Edit : Official requested endpoint doc included.

https://dev.loganalytics.io/documentation/Using-the-API/Limits

The doc states that:

Using API key authentication to sample data, throttling rules are applied per client IP address. Each client IP address is able to make up to 200 requests per 30 seconds, with no cap on total calls per day.

Edit : GetPerformanceCounters implementation.

        public async Task<List<Entities.Metrics>> GetPerformanceCounters(string sourceComputerId, string workspaceId)
    {

        Debug.WriteLine("New Task lauched");


        // The log analytics query 
          var query = $@"Perf 
        | where SourceComputerId == '{sourceComputerId}'
        | summarize arg_max(TimeGenerated, *) by SourceComputerId";




        var response = await RemoteKustoProvider.RunWorkSpaceQueryAsync
                  (
                        workspace: workspaceId,
                        query: query
                 );

        Debug.WriteLine("Task Finished");

        // Send query to the Kusto-Engine. 
        return JsonConvert.DeserializeObject<List<Entities.Metrics>>
        (
           response
       );
    }

Thanks in advance for helping me to solve this issue.

回答1:

There's a number of issues here. First and foremost, you need to realize that all active work requires a thread. Those threads come from the thread pool, which is generally set to 1000 out of the box. That means right from the start, you're exhausting the thread pool with that many tasks, so likely 2000 of them are being queued. Async helps, but it's not magic. Some of the threads may end up returning the to the pool once the request goes out, but thread switches are not guaranteed. Regardless, you're still draining the thread pool faster than you can fill it.

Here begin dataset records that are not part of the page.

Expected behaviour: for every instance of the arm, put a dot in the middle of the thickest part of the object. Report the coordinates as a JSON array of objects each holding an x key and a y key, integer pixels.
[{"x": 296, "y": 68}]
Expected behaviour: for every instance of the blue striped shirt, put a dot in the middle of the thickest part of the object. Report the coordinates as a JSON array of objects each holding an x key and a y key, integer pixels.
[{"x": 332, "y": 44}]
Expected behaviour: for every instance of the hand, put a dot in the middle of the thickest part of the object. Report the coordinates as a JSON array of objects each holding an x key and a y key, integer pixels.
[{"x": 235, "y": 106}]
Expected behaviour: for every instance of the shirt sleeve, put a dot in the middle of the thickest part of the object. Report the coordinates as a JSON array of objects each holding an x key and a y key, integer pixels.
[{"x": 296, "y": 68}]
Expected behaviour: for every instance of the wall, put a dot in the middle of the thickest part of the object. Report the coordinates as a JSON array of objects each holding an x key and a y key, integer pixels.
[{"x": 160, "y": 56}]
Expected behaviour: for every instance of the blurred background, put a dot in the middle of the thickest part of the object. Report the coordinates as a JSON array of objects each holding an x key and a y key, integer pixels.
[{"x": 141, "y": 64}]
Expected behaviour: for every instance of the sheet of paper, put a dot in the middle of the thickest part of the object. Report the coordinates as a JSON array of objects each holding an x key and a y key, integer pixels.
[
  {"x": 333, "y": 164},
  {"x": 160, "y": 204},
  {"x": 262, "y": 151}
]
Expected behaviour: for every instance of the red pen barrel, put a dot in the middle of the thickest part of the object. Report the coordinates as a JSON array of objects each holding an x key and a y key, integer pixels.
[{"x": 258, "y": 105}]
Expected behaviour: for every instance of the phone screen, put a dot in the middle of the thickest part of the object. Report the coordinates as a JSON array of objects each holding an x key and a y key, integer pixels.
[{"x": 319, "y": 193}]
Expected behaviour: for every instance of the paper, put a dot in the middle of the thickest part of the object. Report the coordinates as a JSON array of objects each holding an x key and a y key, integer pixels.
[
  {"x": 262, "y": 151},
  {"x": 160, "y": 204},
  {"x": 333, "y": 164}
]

Then, it's not clear what's actually happening here, because there's multiple layers and you're spoon-feeding us a layer at a time. You posted what GetPerformanceCounters does, but now it's not clear what RemoteKustoProvider.RunWorkSpaceQueryAsync does. At some point, you're using something like HttpClient, though, in order to eventually make the request to Azure. Depending on how you're doing that (and frankly, based on the quality of this code, I have no great hope you're doing it correctly), you're likely also exhausting the connection pool. That's a far more constricted resource, so that means your throughput is drastically reduced, causing further back up down the chain.

Next, even if you could just blast out all 3000 requests at once, that essentially amounts to a DDoS attack on the recipient server. I wouldn't be surprised at all if you're actually being throttled or outright blocked by firewalls on the other end. That then of course - you guessed it - bottlenecks everything else down the line as well.

Finally, even if all this function as you intended, firing off 3000 tasks is not the same thing as "parallel processing". For that you'd need to utilize the Parallel class from the TPL.

I'm not sure what you're ultimate goal is here, but there's surely a more efficient way to do it that sending 3000 separate requests. If there truly is not, then you need to batch them - sending a few a time over a longer period. The whole process should be moved off to an external process, and should be merely scheduled by your web application. You can then use something like SignalR to push updates and eventually the result back down to the user when it all completes.